The Private Lives Of Pippa Lee - Rebecca Miller




Pippa Lee kendini evine ve kocasına adamış bir ev hanımdır. Kendisinden yaşça büyük Herb ile evlidir. Pippa'nın yaşamı sıradan gibi görünse de bu konuma gelene kadar birçok şey yaşamıştır. Yaşamını anlatmaya doğumundan itibaren başlar ve şimdiki hayatına kadar yaşadıklarının kısa bir özetini geçer. Aynı zamanda zaman tabi ki akmaya devam eder ve şimdiki zamanda da özel yaşamını izleriz. Başta daha fantastik bir şey anlatacak gibi dururken sonra normal büyüme evrelerini gösterdi.  Film kötü değil fakat karmaşık. Şöyle ki bence aynı anda birden çok şey anlatmak isteyip üzerine eğilmesi gereken konularda yüzeysel kalmış. Keşke tek bir yolu seçip ondan da biraz alayım şundan da bahsedeyim demeseymiş daha başarılı bir film olacağını düşünüyorum. Bazı konularda yüzeysel değil de daha derin yaklaşsaydı daha güzel olabilirdi yani. Oyuncular hep tanıdık. Yalnız Winona Ryder'ın oynadığı karakter beni baya güldürdü :). Onun sahneleri eğlenceliydi. Keune Reeves gibi bir karizma vardı mesela ama keşke sadece bahsedilip geçilmeseydi o karakter. Az görünmesine rağmen daha öz olsaydı eminim film daha etkileyici olurdu. Müzik ile de desteklenebilirdi bazı sahneler ama cimri davranılmış o konuda. Genel olarak seyirlik bir film. Öneren Momentos'a çok teşekkür ediyorum :).

Big Little Lies




Yorumlarda önerdiniz de önerdiniz, övdünüz de övdünüz ben de tabi ki kayıtsız kalamadım ve hemen izledim. Bu diziyi kolektif olarak önerdiniz :), isim vermem gerekirse Eren izlediğini söyledi, Muzaffer direkt önerdi ve Şule de izlememiş ama çok iyi yorumlar duymuş :). Herkese teşekkür ediyorum iyi ki yazmışım o yazıyı güzel diziler izliyorum sayenizde. Bu dizi de güzeldi. Öyle ki iki günde hemencecik bitirdim. Sonraki araştırmalarımdan öğrendim ki kitaptan uyarlama bir senaryo.
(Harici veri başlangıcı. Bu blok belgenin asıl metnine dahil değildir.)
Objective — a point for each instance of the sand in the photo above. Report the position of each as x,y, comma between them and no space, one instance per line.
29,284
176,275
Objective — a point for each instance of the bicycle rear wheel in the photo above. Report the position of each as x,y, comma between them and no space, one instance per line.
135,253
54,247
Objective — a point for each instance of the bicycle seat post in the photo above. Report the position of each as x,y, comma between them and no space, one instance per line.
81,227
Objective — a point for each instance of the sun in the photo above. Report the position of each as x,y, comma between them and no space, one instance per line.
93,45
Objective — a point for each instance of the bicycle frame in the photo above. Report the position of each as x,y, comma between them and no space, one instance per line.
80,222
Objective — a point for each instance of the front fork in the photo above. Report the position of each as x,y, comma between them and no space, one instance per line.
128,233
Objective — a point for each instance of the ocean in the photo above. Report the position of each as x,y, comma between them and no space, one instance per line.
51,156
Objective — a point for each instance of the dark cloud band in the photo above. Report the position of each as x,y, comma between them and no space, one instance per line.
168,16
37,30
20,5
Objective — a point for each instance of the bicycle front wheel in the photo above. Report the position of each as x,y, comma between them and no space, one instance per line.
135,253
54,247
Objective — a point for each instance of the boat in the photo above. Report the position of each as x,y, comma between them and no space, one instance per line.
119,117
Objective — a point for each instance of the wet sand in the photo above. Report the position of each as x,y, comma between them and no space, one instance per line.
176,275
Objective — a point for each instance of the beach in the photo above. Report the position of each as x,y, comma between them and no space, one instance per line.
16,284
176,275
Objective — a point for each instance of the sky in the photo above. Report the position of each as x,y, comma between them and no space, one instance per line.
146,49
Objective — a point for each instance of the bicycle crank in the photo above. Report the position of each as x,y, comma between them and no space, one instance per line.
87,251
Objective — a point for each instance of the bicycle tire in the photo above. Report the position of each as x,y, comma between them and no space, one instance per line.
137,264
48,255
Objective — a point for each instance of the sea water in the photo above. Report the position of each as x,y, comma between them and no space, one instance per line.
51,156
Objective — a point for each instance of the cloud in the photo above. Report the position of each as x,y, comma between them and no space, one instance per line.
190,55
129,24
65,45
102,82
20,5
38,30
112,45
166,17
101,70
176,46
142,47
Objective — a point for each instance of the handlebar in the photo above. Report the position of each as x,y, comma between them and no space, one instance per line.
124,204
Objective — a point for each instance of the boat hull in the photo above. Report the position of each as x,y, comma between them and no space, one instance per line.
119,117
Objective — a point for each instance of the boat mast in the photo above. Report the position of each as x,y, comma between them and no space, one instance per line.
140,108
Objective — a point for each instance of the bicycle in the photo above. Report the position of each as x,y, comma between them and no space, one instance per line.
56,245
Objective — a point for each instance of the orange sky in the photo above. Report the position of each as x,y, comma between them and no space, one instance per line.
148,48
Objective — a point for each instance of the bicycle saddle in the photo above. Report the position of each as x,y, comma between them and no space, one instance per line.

Yazarın kitapları da Türkçe'ye çevrilmiş.

Oyuncu kadrosu efsane söylemeliyim, çok güzel bir beşli olmuş. Özellikle sevdiğim karakterler; Reese Witherspoon'un oynadığı Madeline karakterine ilk andan itibaren ısındım :), aklında neyse dilinde, bir de Renata karakteri Laura Dern'in oynadığı beni güldürenlerdendi. Şöyle baktığımızda komedi kısmını bu iki karakter taşıdığından da olabilir ama Renata karakteri diğerlerine göre daha az ama özdü, bayıldım. Witherspoon zaten mimikli yüzü ve sempatikliğiyle kalbimi kazandı :). Dizi geçmiş ile gelecek bir arada sürüyor ve başından beri asıl olay tahmin ettiğim gibi oldu sonunda çok şaşırmadım ama bu demek değil izlemesi sıkıcı aksine süreç önemli ve bu dizide de süreç ön planda sonucun başta gösterilip gösterilmemesi pek de önemli değil aslında. Bu yüzden böyle bir yol seçilmiş varsayıyorum lakin yinede tahmin edilebilir.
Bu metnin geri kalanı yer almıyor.